Her younger sister, Elsa Major, 27, agrees, explaining how disturbing hierarchies of skin colour are still influencing African girls. “Being lighter shows you belong to a different place on the social ladder. All the rich, successful black African men marry either a white or a very light-skinned girl because they too grew up thinking that the lighter is the most pretty. It doesn’t matter how dark a man is, of course the pressure is all on women.”
In a statement, Holland & Barrett said the product did not contain “harsh bleaching agents, saying the core ingredient was a brown algae that has proven skin-whitening attributes especially for use on age spots, liver spots, freckles, sun-damaged skin, scars, blemishes, dark elbows and knees as well as general skin brightening”.
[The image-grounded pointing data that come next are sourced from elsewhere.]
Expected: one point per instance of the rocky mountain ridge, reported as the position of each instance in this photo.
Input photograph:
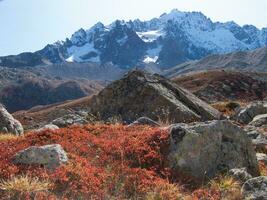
(166, 41)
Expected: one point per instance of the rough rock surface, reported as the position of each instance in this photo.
(240, 174)
(262, 157)
(203, 149)
(259, 120)
(69, 119)
(48, 126)
(140, 94)
(8, 124)
(49, 156)
(260, 143)
(144, 121)
(255, 188)
(247, 114)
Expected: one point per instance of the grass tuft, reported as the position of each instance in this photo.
(25, 183)
(4, 137)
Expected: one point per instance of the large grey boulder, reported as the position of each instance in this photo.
(240, 174)
(140, 94)
(69, 119)
(203, 149)
(259, 120)
(144, 121)
(8, 124)
(47, 127)
(247, 114)
(262, 157)
(49, 156)
(255, 188)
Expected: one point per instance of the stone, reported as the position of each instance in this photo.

There is a huge market in illegal creams, soaps and pills, many contain highly dangeroud ingredients such as mercury, bleach and acid. The worst of these, a chemical called hydroquinone, is officially banned in the EU, but can still be prescribed by dermatologists for cosmetic reasons — and isn’t hard to find in the UK.
Hydroquinone is the biological equivalent of paint stripper. In removing the top layer of skin, which initially results in a ‘brighter’ looking face, it also removes the body’s natural defence against infection and the sun, increasing the risk of skin cancer. If it enters the bloodstream, it can cause fatal liver and kidney damage. Skincare expert Sujata Jolly, who founded her clinic Clinogen Laboratories in Windsor 30 years ago, has treated many women desperate to reverse the chemical’s effects.